Далее они прошли через пролом в заборе («Не помню!» — вновь запротестовал Федя). Поехали они сюда, в недавно приобретенную, недообставленную, нежилую еще квартиру Милены. В ее старой городской квартире мирно спали ее дочка с няней.
Как одно мгновение пролетела ночь ненасытной и изнурительной любви…
— А вот это уж точно — черта с два! Не верю! — с жаром, в духе Станиславского вскрикнул Федя. — Я пьян был как бревно, и вот это-то помню отлично! Ничего другого и быть не могло. А все эти выкрутасы в ванной и гардеробе — отсебятина какая-то. Не помню! Не верю!
Наутро счастливая, немного бледная Милена отправилась к своим булкам, а Федя остался нежиться в ее новой кровати, от которой до сих пор исходил бодрящий запах мебельной фабрики.
— Хорошо, пусть так, — морщась, как от изжоги, сказал бедный Федя. — Я только хотел бы знать, где мои брюки?
Глава 5
Катерина
Запах женщины и мужская логика
Именно своей улыбкой Милена Беспятова больше всего напоминала Мерилин Монро.
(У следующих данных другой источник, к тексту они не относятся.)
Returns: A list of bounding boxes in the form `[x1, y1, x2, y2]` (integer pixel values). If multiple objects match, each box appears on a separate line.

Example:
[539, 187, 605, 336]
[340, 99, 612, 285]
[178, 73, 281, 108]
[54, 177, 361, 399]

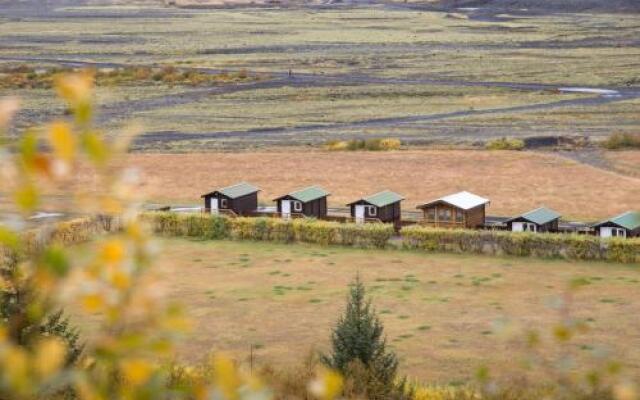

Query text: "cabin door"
[600, 226, 627, 238]
[355, 205, 366, 224]
[211, 197, 220, 214]
[280, 200, 291, 219]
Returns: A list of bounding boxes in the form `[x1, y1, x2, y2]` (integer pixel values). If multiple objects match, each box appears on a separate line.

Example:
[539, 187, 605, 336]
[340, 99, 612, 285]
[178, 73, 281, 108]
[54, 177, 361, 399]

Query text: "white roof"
[427, 192, 489, 210]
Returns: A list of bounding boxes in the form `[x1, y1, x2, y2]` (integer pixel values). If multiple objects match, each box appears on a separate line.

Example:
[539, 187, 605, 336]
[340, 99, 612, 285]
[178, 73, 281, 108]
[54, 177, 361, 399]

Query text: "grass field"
[106, 149, 640, 219]
[70, 239, 640, 383]
[0, 5, 640, 151]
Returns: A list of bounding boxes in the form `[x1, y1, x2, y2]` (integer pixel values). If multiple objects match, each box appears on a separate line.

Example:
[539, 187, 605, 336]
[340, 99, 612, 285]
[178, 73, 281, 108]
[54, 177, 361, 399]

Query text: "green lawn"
[74, 239, 640, 383]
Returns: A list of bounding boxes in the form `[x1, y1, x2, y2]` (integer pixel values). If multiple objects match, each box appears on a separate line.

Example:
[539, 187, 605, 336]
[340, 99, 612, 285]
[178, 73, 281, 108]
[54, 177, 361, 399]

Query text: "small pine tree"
[0, 254, 84, 365]
[322, 275, 405, 399]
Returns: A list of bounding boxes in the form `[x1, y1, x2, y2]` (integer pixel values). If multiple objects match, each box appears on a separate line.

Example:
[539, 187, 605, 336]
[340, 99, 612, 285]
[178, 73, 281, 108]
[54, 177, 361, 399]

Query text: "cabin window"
[611, 228, 626, 237]
[438, 208, 451, 222]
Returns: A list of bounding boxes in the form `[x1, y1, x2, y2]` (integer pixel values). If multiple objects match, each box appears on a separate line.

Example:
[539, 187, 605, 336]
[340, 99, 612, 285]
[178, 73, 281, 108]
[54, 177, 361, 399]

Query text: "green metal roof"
[211, 182, 260, 199]
[362, 190, 404, 207]
[509, 207, 560, 225]
[596, 211, 640, 230]
[289, 186, 329, 203]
Милена тоже умела ослепительно распахивать рот навстречу всему миру, и тогда казалось, что у всех впереди только счастье, только радость и свет. Один лишь нездоровый Федя Карасевич от этой улыбки шарахался. Он не хотел ее видеть. Он предпочел бы ничего о ней не знать.
— Теперь ты мой! — вскрикнула счастливая Милена.
Она снова упала прямо на Федю и лицом, и жаркими руками, и мерилинскими грудями, упругими и тяжелыми, будто они набиты песком.
— Где моя одежда? — упрямо повторял Федя, пытаясь вздохнуть.
— На даче у меня лежит.
Федя ужаснулся:
— Что, скажешь, я и на твоей даче был? Не только в ванной и гардеробной?
— Нет, на даче ты не был. Я только отвезла туда все твои вещи.
— Это еще почему?
— Потому что теперь ты мой!
«Нет, она явно с пришибью. Вот влип!» — с тоской подумал Федя.
Ему еще никогда не приходилось оказываться в таких нелепых ситуациях. Даже пьес настолько глупых он никогда не ставил!
— Послушай, а если я выйти захочу? На свежий воздух? — спросил он.
— Куда тебе ходить? Зачем? Ведь мы любим друг друга!